Other Teleconnections: It's More than El Niño
The links between El Niño and La Niña and climate anomalies in other parts of the globe are indisputable, especially during strong events when the temperature anomaly in the tropical Pacific is relatively large. In the words of one senior meteorologist at NOAA, "The El Niño/La Niña events are no-brainers. Their forcing on extreme weather events is well-known. The real challenge is linking the "neutral" years [years with neither an El Niño nor a La Niña] with characteristic jet stream patterns."
El Niño and La Niña are not the only teleconnections that long-range forecasters consider. Another cycle now coming under closer scrutiny is the North Atlantic Oscillation, or NAO. It's not a cycle in water temperature, but rather a relatively persistent pattern of air pressure at high altitudes. Though it hasn't received the publicity that El Niño and La Niña have, the NAO explains, to a large degree, the variability of winter weather over the eastern United States.
Forecasters track the NAO by comparing the 500-mb heights over the far North Atlantic (typically near Iceland) with those several thousand miles to the south near the Azores Islands. Sometimes, heights over the far North Atlantic are anomalously low, while those near the Azores are abnormally high. This large gradient results in a persistent pattern of fast upper-air westerly winds blowing across the North Atlantic (see schematic above). This configuration is known as the positive phase of the NAO. The fast westerly flow means that cold air masses invading the eastern United States move quickly out to sea. So do low-pressure systems that form along the East Coast (these lows also tend to be weaker in such a fast, zonal regime). As a result, the positive phase of the NAO typically translates to milder winters in the eastern U.S. with fewer, weaker storms and, in turn, less snow.

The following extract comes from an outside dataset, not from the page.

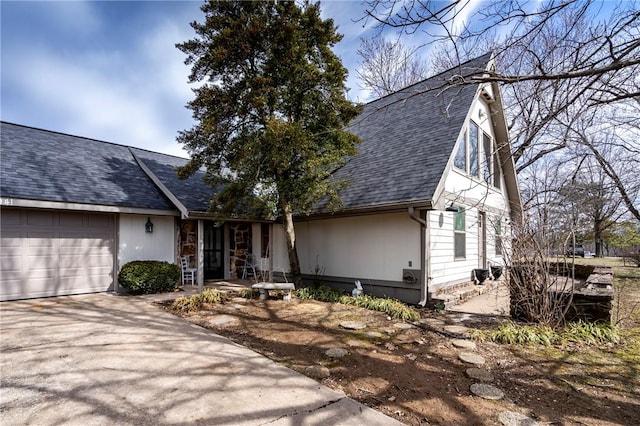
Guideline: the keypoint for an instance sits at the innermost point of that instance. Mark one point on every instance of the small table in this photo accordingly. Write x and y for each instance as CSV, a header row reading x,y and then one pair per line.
x,y
265,287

At other times, the north-to-south 500-mb height gradient over the North Atlantic can be unusually weak, often occurring when a pronounced 500-mb ridge (or a closed 500-mb high) stalls over the region (usually near Greenland or Iceland), blocking and diverting the normal west-to-east progression of low-pressure systems from North America. This pattern of unusually high heights over the North Atlantic constitutes the negative phase of the NAO (see schematic below). In this configuration, cold air masses aren't as quick to move off the North American continent. Plus, the highly meridional 500-mb pattern associated with the negative phase favors more frequent and more powerful low-pressure systems along the Eastern Seaboard. Needless to say, this stormy pattern increases the odds for snow. The NAO was strongly in its negative phase during the winter of 1995-96, which turned out to be the snowiest on record in many eastern cities, including Philadelphia, New York City, and Boston.
Like El Niño and La Niña, accurate forecasts of the NAO can pave the way for much more accurate longer-range forecasts. At present, however, the NAO is much less predictable than El Niño and La Niña. That's because the NAO switches from one phase to another more frequently (sometimes from week to week). The reasons for this variability are still poorly understood.
There are plenty of other teleconnections that go by an alphabet soup of acronyms - the PNA (Pacific / North-American) pattern, the AO (Arctic Oscillation), and the EPO (Eastern Pacific Oscillation), to name a few. NOAA monitors all these via various indices that characterize the individual patterns.
These teleconnections — El Niño/La Niña, the NAO, and others — are evidence that the climate system is a very complex mingling of factors on many different time and spatial scales. Yet the awareness of the impacts associated with these teleconnections is evidence of the sound science that goes into creating seasonal outlooks. Even though monthly and seasonal forecasting remains a challenging and humbling task, the success in detecting and predicting El Niño and La Niña has inspired new research in the scientific field of air-sea interaction. As meteorologists and oceanographers more thoroughly understand these teleconnections and how to model them, increasingly accurate monthly and seasonal forecasts are sure to follow.